Conclusion and Next Steps
Our research demonstrates that current large language models remain susceptible to certain adversarial techniques, highlighting ongoing challenges in AI safety.
Key Findings:
- High Jailbreak Success Rates: Multiple attack methodologies maintain high effectiveness, including 99%+ attack success in certain cases.
- Responsible Disclosure: To prevent misuse, we have reported our findings to OpenAI and will release further details after mitigation.
- Scalable AI Safety Testing Needed: The persistent vulnerabilities across multiple models emphasize the need for automated, scalable adversarial testing.
- Future Updates: Once patches are implemented, we will update this report with further technical details.
We advocate for continuous, structured AI safety testing to stay ahead of evolving adversarial techniques.
References
- Shen, X., et al. (2024). “Do Anything Now”: Characterizing and Evaluating In-The-Wild Jailbreak Prompts on Large Language Models.

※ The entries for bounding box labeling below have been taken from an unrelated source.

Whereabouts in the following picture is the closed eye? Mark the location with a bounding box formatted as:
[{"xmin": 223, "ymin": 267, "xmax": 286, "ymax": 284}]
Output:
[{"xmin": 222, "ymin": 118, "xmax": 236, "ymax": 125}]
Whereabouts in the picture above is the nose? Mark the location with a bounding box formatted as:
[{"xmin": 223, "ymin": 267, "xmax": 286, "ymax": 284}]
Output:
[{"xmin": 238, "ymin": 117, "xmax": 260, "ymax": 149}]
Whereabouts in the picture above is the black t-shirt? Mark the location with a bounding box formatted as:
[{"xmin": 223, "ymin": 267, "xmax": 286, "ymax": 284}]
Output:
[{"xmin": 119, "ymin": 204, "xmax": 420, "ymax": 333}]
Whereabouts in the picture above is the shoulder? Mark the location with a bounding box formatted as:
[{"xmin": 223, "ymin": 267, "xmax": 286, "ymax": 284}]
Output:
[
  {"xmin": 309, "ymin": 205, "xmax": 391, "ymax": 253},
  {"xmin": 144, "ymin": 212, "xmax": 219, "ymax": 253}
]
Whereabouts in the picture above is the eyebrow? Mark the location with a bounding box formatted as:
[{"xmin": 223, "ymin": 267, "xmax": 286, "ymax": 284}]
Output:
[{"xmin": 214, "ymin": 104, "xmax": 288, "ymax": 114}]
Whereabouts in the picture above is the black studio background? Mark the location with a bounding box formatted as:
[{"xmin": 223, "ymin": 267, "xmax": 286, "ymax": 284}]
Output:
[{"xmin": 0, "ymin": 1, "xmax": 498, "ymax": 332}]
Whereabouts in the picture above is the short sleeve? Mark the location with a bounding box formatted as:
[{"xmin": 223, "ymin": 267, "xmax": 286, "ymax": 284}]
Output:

ACM CCS 2024.
- Zou, A., et al. (2023). Universal and Transferable Adversarial Attacks on Aligned Language Models. arXiv:2307.15043.
- Mehrotra, A., et al. (2024). Tree of Attacks: Jailbreaking Black-Box LLMs Automatically. NeurIPS 2024.
- Liu, X., et al. (2024). AutoDAN-Turbo: A Lifelong Agent for Strategy Self-Exploration to Jailbreak LLMs. arXiv:2410.05295.
- Zhao, X., et al. (2024). Weak-to-Strong Jailbreaking on Large Language Models. arXiv:2401.17256. (ICLR 2025 submission)
- Ramesh, G., et al. (2024). GPT-4 Jailbreaks Itself with Near-Perfect Success Using Self-Explanation (IRIS). EMNLP 2024.